The sudden blaze of light erupting from the photographer’s camera told that he was still working. Floodlights glowed as the two S.I.B. experts commenced their preliminary examination of the surrounding area. From what the deputies could see, the convertible stood in the center of a large square of concrete. It would be unlikely to produce any footprints, but would make the location of other scientific evidence so much easier.
‘Let’s go and see if Mrs. Willer can tell us anything, Joan suggested, after studying the scene.
‘Sure,’ Cuchilo confirmed.
Going along the path, the deputies passed the convertible on the opposite side to where the body lay and reached the front door of the house without disturbing the cameraman. At Cuchilo’s knock, the door was opened by a pretty young blonde policewoman. Relief flickered on the girl’s face as Joan showed her I.D. wallet and introduced herself.
‘The M.E.’s upstairs with Mrs. Willer,’ the policewoman said, standing aside to let the deputies enter. ‘I don’t know if you’ll be able to get anything from her tonight.’
‘Has she said anything so far?’ Joan inquired.
‘Nothing much that made sense,’ the policewoman admitted. ‘She just kept repeating what a sweet, good, loving daughter Amy was and why would anybody want to hurt her? Then she kept asking for her husband.’

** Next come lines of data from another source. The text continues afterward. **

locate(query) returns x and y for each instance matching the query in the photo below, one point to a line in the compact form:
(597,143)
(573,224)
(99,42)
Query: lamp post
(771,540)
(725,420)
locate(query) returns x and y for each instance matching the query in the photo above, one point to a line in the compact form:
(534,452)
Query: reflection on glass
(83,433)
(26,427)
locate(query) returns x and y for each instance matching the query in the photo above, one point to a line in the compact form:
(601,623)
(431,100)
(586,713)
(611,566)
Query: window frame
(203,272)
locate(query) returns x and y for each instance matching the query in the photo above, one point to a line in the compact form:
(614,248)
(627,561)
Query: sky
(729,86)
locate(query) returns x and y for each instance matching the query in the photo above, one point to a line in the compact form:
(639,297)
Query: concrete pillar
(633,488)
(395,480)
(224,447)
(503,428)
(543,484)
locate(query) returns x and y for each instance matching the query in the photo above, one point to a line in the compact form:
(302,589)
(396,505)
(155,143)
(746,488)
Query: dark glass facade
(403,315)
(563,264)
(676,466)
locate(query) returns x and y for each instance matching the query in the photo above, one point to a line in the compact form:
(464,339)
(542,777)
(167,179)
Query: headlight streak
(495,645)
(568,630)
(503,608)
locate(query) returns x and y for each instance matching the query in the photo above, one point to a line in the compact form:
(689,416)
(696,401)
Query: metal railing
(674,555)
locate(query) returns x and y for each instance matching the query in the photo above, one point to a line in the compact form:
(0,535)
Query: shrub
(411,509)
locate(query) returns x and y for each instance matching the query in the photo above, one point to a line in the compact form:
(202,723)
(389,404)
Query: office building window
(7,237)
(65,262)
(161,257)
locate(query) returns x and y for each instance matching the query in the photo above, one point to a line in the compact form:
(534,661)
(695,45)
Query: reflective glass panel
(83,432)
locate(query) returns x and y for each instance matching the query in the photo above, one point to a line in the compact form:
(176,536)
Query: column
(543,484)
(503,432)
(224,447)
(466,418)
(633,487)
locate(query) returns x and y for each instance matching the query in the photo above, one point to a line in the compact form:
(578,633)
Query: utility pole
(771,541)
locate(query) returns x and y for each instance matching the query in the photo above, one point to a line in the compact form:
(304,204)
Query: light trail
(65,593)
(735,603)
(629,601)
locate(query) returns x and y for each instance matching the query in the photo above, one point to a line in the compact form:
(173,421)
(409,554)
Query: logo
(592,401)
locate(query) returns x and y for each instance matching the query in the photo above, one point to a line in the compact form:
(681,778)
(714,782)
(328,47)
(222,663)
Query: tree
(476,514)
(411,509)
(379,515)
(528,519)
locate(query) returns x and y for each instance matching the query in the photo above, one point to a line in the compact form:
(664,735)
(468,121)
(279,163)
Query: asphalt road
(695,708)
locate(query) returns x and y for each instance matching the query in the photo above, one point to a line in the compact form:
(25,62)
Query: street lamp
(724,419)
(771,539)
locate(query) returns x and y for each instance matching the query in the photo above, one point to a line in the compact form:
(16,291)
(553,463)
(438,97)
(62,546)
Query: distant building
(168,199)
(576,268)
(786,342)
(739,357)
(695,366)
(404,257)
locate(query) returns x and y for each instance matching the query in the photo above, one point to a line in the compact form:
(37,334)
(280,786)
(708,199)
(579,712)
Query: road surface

‘I wonder if anybody knows where he’s at?’ Cuchilo remarked, half to himself.
‘Catfishing along the Rio Grande, close to where Rockabye Creek flows in,’ supplied the policewoman. ‘I got that much out of her. Then, after the M.E. had taken over, I put in a call to your Euclid Sub-Office and asked if they could locate and bring him in.’
‘Smart thinking,’ Joan praised.
At that moment, the medical examiner came down the stairs.
‘I’ve had to put Mrs. Willer under sedation,’ he said. ‘She was so hysterical that I couldn’t do anything else.’